For the first issue, the control is coded to invoke a method that signals the
"C_NEXT" or "C_PREV" menu entry at the point a user would tab out of the
control. (Note this isn't necessary for many ActiveX controls. If a control
uses TAB and SHIFT+TAB internally but returns them as unprocessed when it
reaches the end of its own tabbing order, TAB and SHIFT+TAB do tab out of the
child. This is usually how controls created with VB6 work.)

For the second issue, if an ActiveX control consists of more than one control
and has its own tabbing order, focus within the ActiveX control may not be
where you want it when the user tabs to the ActiveX control. For this program,
the ActiveX control consists of two edit controls, and focus within the ActiveX
control generally lands on the edit control that last had focus. To work around
this, the Toolkit program includes a composite window processing method that in
turn uses a method in the ActiveX control to set focus.

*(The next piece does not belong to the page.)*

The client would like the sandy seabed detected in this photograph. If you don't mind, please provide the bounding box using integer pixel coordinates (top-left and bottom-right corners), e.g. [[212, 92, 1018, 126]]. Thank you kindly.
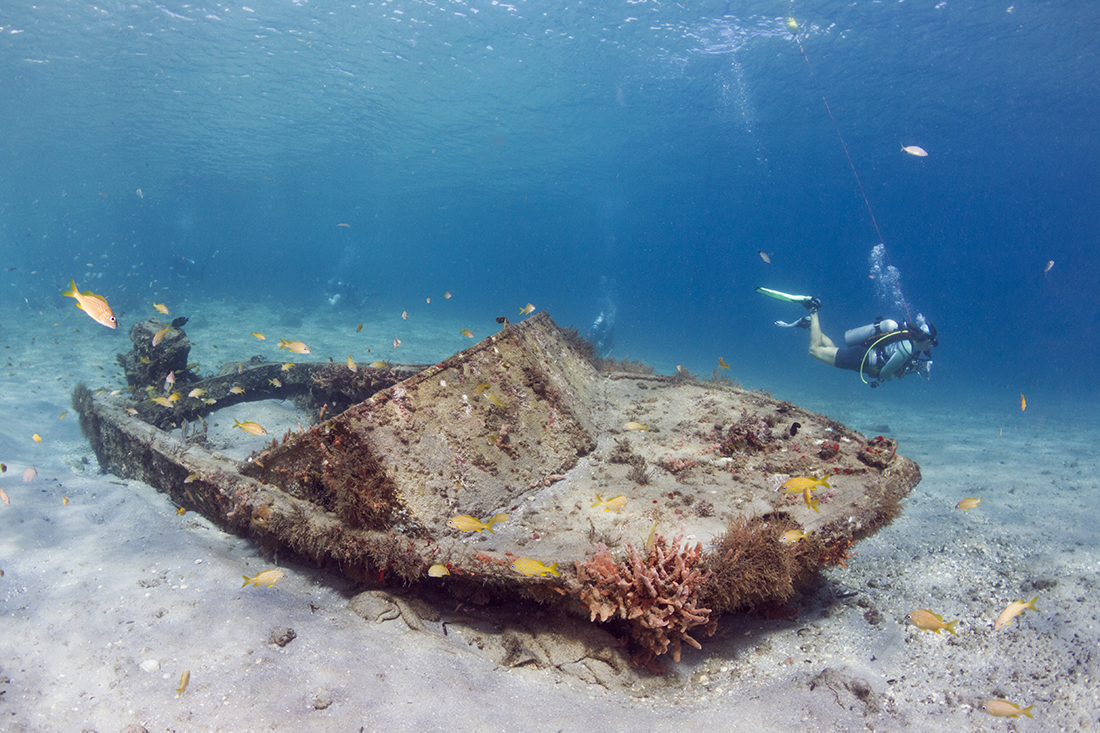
[[1, 297, 1098, 732]]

The important parts of the Synergy code are the two functions at the end of
testtab.dbl:

-- The mfcctl_process function (used as the child window method when C_PROCESS
processes the ActiveX window) instructs the control to focus the correct edit
control depending on the reason for achieving focus. It also instructs the
runtime (via ax_wantskey) that the control wants to process TAB and SHIFT+TAB.

-- The mfcctl_tabout function is an event handler for the control's Tabout
event. This is fired by the control whenever a TAB or SHIFT+TAB results in
tabbing off either end of the control's own internal tabbing order.

The ActiveX control is written in C++, and the sources are included so you can
see how the control fires the required Tabout event.